Expert: Credit rating agencies have biased perception
by Hazal Ateş
ISTANBULAug 18, 2014 - 12:00 am GMT+3
by Hazal Ateş
Aug 18, 2014 12:00 am
Erdal Tanas Karagöl, director of Economic Studies at SETA, an Ankarabased think tank, said it is a difficult to eliminate the perception of rating agencies such as Fitch, Moody's and S&P toward Turkey. Claiming that these institutions cannot be called to account, Karagöl said, "Everybody waited for an explanation from Moody's before the presidential election on August 10. But it didn't. Markets were played before the election. People waited until late. We need to question their supposed good will. Their evaluations and analysis are not healthy."

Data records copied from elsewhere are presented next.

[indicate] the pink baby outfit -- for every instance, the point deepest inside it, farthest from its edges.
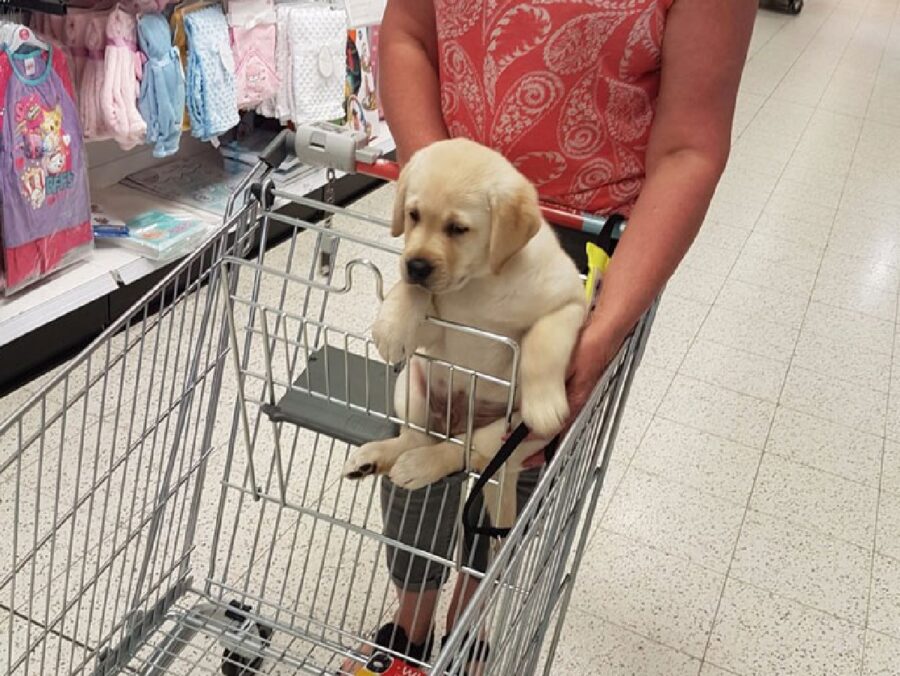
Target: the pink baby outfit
(253, 37)
(254, 58)
(119, 93)
(92, 77)
(76, 27)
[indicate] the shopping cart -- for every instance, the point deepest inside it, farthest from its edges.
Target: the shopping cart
(172, 501)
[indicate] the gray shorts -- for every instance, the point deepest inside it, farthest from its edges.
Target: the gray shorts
(429, 519)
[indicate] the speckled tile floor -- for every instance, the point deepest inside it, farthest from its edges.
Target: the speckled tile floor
(750, 520)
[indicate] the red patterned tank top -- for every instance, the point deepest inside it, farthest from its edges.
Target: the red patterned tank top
(566, 89)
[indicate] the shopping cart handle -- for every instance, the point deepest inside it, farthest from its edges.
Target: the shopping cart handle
(573, 220)
(334, 147)
(278, 150)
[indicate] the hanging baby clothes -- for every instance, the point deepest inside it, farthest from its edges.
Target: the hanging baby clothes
(318, 39)
(253, 34)
(118, 97)
(211, 96)
(161, 100)
(92, 77)
(46, 203)
(279, 104)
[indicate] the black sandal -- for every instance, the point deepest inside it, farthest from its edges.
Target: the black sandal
(394, 637)
(479, 652)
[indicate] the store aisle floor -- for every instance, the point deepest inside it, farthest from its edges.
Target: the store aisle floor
(751, 519)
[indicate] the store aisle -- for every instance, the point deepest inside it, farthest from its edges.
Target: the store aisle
(750, 521)
(752, 509)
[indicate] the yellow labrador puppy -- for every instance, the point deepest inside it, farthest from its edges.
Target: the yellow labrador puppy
(479, 253)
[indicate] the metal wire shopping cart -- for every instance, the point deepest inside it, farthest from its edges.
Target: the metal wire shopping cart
(172, 501)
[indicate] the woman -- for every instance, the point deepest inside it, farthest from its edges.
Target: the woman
(608, 106)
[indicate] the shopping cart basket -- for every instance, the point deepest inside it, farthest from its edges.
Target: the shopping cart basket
(172, 500)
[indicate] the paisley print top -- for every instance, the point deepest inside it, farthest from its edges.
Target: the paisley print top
(566, 89)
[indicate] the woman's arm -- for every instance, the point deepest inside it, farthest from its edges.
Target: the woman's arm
(704, 49)
(409, 89)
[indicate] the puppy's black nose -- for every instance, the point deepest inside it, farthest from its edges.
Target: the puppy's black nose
(418, 270)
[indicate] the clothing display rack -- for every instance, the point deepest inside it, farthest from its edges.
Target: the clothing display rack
(56, 7)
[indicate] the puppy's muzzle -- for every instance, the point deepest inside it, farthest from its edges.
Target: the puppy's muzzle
(418, 270)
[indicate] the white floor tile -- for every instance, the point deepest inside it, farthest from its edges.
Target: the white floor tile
(714, 409)
(824, 397)
(695, 284)
(676, 519)
(854, 328)
(802, 565)
(795, 281)
(688, 456)
(813, 234)
(749, 333)
(709, 669)
(830, 447)
(865, 299)
(890, 477)
(823, 502)
(739, 215)
(882, 655)
(829, 355)
(892, 428)
(649, 387)
(763, 304)
(845, 266)
(888, 539)
(760, 634)
(735, 369)
(615, 651)
(711, 258)
(652, 593)
(632, 428)
(884, 605)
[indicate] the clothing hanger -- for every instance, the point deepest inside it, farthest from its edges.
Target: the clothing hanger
(16, 36)
(45, 6)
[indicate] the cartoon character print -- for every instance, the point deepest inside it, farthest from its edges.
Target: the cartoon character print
(34, 186)
(54, 142)
(29, 117)
(45, 162)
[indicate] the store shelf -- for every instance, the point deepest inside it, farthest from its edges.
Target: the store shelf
(110, 267)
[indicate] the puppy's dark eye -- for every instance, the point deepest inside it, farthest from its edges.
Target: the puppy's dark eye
(454, 229)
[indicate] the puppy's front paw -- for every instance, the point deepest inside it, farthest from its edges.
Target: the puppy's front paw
(363, 462)
(411, 473)
(545, 410)
(395, 337)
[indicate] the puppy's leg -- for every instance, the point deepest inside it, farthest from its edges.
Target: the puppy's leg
(378, 457)
(399, 328)
(420, 467)
(546, 351)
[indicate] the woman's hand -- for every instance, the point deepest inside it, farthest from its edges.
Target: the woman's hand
(594, 351)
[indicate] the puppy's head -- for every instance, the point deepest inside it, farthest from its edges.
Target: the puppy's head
(465, 211)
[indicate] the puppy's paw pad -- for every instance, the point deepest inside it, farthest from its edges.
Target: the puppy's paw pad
(412, 475)
(393, 340)
(361, 464)
(545, 412)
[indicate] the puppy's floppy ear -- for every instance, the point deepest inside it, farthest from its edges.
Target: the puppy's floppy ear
(398, 220)
(515, 219)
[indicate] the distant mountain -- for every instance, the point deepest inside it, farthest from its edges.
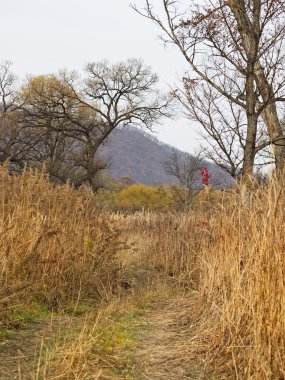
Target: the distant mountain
(136, 154)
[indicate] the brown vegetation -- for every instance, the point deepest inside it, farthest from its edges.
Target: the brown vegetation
(56, 248)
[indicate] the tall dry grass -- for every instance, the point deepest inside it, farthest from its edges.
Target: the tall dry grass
(54, 245)
(233, 255)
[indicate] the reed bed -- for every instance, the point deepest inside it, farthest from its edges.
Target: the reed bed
(54, 245)
(232, 255)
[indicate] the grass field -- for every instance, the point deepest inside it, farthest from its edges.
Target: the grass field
(93, 293)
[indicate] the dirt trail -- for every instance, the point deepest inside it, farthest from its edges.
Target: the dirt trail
(163, 345)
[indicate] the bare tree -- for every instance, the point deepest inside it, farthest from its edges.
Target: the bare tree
(70, 117)
(112, 96)
(186, 168)
(237, 48)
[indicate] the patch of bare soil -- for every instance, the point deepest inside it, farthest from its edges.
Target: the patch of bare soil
(164, 350)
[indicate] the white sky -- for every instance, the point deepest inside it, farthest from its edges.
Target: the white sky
(43, 36)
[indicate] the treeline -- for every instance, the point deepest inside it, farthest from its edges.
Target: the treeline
(60, 121)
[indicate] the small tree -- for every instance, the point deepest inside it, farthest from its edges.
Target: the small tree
(186, 168)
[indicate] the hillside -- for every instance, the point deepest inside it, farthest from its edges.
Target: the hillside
(140, 156)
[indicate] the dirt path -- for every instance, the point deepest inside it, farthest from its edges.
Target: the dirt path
(164, 345)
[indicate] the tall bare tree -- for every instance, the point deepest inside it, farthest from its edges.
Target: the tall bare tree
(237, 48)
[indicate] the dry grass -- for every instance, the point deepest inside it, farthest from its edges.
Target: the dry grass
(55, 247)
(233, 255)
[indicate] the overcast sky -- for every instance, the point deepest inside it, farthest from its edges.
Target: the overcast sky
(43, 36)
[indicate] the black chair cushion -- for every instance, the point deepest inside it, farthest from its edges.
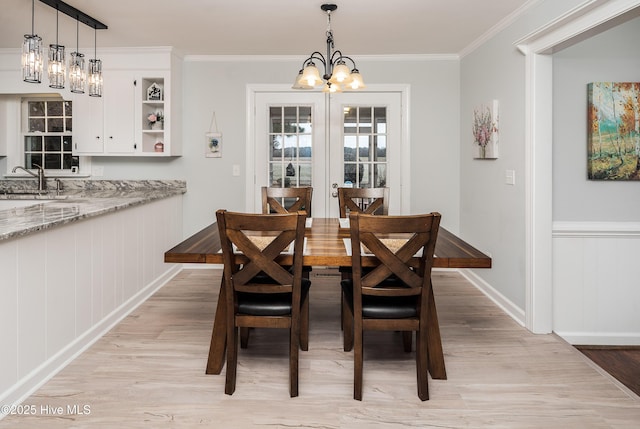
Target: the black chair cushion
(269, 304)
(382, 307)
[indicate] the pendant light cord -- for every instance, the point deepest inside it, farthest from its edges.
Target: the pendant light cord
(33, 11)
(57, 14)
(213, 121)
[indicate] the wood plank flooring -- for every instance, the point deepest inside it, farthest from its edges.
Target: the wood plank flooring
(149, 372)
(622, 362)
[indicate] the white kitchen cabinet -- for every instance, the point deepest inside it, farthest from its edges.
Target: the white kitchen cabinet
(119, 112)
(88, 124)
(117, 124)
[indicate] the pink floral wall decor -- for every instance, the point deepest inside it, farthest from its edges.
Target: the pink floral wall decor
(485, 131)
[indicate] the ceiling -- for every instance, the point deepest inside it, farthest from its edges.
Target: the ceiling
(260, 27)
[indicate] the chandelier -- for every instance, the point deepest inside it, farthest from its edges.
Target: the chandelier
(32, 56)
(337, 73)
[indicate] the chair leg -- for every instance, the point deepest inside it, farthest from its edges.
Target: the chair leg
(422, 353)
(347, 326)
(244, 337)
(294, 351)
(232, 361)
(304, 324)
(357, 361)
(407, 340)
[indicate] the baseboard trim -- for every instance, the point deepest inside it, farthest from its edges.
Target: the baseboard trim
(601, 338)
(43, 373)
(515, 312)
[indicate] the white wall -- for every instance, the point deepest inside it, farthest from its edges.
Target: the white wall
(219, 84)
(492, 213)
(612, 56)
(596, 243)
(63, 288)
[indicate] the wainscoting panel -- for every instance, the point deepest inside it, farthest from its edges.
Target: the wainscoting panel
(596, 282)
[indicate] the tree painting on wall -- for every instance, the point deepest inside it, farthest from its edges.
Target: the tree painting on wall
(613, 137)
(485, 131)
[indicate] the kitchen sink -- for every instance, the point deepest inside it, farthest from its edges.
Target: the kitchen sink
(17, 203)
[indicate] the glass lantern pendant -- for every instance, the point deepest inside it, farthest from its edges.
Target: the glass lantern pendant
(95, 78)
(56, 67)
(77, 74)
(32, 58)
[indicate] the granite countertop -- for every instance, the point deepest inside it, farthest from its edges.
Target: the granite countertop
(78, 199)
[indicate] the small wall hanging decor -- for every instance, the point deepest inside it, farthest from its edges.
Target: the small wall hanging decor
(213, 140)
(154, 92)
(613, 136)
(485, 131)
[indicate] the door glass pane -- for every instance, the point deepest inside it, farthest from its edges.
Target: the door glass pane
(380, 176)
(364, 120)
(365, 146)
(380, 119)
(381, 148)
(290, 150)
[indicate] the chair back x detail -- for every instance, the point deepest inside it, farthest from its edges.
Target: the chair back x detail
(363, 200)
(286, 200)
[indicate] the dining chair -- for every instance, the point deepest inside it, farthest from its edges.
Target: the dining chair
(363, 200)
(285, 200)
(260, 292)
(395, 294)
(288, 200)
(360, 200)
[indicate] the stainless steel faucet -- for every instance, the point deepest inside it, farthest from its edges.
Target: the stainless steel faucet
(42, 181)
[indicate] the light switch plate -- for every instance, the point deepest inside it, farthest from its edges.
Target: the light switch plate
(510, 177)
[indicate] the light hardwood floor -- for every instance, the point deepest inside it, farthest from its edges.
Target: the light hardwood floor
(149, 372)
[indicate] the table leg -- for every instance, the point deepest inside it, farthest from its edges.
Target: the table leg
(218, 335)
(436, 355)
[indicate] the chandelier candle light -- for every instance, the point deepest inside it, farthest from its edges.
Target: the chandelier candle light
(337, 74)
(95, 71)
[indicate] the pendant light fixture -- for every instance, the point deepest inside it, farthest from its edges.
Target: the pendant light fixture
(32, 53)
(337, 75)
(57, 68)
(77, 72)
(95, 71)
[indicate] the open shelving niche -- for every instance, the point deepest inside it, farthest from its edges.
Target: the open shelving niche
(153, 104)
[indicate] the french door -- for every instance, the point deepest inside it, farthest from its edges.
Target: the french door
(327, 141)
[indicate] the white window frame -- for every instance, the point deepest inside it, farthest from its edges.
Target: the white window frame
(17, 107)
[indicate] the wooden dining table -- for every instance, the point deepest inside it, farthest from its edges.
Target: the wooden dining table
(325, 247)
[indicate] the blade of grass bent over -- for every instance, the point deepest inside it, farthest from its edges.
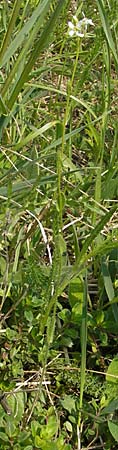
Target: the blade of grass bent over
(83, 348)
(107, 30)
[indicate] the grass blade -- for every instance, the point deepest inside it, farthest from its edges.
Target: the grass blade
(107, 30)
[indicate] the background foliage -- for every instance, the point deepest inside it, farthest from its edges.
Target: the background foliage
(58, 223)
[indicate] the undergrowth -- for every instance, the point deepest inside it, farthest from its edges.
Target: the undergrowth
(58, 222)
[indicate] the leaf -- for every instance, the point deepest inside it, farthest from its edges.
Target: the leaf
(106, 28)
(113, 428)
(17, 404)
(26, 29)
(112, 372)
(113, 406)
(76, 292)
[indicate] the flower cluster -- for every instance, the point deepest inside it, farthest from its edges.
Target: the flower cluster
(79, 28)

Karagöl said that while the chaos inflicted by the Islamic State of Iraq and al-Sham (ISIS) still continues in Iraq, it is not possible to sell resources without Turkey. He emphasized that Turkey should not be seen as only a transit country where oil and natural gas are transported. "Turkey's Energy Exchange will contribute to marketing and pricing," he said, adding that both political and economic stability is necessary while carrying out the country's policies. Pointing out research and development studies and savings are significant for Turkey to reach its 2023 targets, Karagöl said, "We know the problems on the table and we are working to solve them." When he was asked whether economy administration was going to change, he answered, "I think there won't be big changes in economy administration but I cannot talk for sure."
Participating in a meeting in Mexico held by Mexico, Indonesia, South Korea, Turkey and Australia, Karagöl said cooperation in energy was necessary. "One liter of oil in Mexico is $1 [TL 2.18] while it is more than $2 in Turkey. If cooperation can be achieved in some fields, a decrease in Turkey's energy bill by nearly $10 to 20 billion can have a significant contribution to the country," he said.
He also stated that if Turkey can increase its $11,000 per capita income to the level of $12,000 to $12,500, thereafter per capita income could increase faster. "Interest rates are high, which affects long-term investments and big projects. High interest rates are important expenditure items. Investors should be relieved. Also, interest rates of bank credits are around 14 to 15 percent. Banks are getting the advantage of high interest rates,"
Karagöl said, adding that risk assessments of credit rating agencies put pressure on the Central Bank.